El 10K Facsa Castelló prometía velocidad, espectáculo y marcas históricas. Y las hubo. Pero también dejó una imagen incómoda, peligrosa: una caída múltiple en plena salida, con corredoras en el suelo mientras otros intentaban esquivarlas.
En una prueba donde se batieron dos récords de Europa, el francés Yann Schrub (26:43) y la británica Megan Keith (30:07), y donde el ugandés Harbert Kibet hizo la mejor marca mundial del año (26:39), una imagen que se ha hecho viral es la del tapón, el tropezón y el efecto dominó.
Nivel altísimo. Ritmos de vértigo. Nervios acumulados.
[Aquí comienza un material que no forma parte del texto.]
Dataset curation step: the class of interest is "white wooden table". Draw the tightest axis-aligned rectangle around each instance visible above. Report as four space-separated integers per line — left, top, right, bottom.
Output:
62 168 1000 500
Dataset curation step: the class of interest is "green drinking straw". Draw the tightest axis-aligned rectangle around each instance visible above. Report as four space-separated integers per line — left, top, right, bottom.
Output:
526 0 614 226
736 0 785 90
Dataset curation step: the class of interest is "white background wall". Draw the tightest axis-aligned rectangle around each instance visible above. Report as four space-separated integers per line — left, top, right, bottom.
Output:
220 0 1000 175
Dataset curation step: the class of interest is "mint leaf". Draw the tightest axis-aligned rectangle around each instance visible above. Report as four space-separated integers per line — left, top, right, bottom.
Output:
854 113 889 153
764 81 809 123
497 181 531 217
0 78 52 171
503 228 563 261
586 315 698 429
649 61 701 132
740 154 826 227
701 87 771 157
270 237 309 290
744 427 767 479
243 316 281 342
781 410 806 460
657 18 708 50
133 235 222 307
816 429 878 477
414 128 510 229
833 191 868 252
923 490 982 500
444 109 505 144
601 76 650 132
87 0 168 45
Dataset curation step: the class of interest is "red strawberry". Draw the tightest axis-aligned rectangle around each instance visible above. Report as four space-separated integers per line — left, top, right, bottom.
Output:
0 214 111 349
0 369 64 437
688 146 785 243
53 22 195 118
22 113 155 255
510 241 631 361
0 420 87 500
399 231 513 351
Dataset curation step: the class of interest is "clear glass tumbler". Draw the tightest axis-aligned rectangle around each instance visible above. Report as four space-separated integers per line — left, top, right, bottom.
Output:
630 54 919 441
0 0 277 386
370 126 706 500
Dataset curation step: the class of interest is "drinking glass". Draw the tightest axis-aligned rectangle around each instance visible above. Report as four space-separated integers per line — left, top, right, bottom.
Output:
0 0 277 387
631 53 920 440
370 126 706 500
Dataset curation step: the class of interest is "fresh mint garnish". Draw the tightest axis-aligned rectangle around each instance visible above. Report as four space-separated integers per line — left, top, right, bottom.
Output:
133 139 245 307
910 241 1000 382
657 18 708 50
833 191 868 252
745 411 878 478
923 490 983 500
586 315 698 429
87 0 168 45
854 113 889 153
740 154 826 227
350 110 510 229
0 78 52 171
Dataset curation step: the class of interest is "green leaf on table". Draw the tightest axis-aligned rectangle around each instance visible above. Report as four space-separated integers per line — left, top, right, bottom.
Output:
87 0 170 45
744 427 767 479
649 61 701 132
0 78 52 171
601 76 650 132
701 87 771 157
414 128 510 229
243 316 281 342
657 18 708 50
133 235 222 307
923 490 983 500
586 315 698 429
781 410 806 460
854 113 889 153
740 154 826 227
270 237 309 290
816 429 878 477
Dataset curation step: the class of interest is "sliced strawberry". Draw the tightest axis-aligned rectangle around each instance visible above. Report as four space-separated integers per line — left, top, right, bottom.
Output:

Y una realidad que muchos corredores describen: “La salida era demasiado estrecha para la cantidad de corredores. Los de detrás empujan cuando aún no se ha salido y no hay espacio”.
“El año pasado ya fue un desastre, no hubo caídas de milagro”. Las imágenes muestran lo que ocurre cuando la densidad supera a la lógica: acumulación, empujones involuntarios, nadie quiere quedarse atrás. Agobio. Y cuando cae uno, caen varios.
No es la primera vez. El recuerdo es inevitable: la montonera del 10K Valencia, cuando un tapón en los primeros metros provocó una escena muy peligrosa. Entonces se habló de mejorar la distribución por marcas, de salidas más escalonadas, de mayor fluidez.
Más allá de la organización, hay una cuestión incómoda que también aflora: Corredores en cajones que no les corresponden. Ritmos inflados en redes sociales y gente colocándose delante “por si acaso”.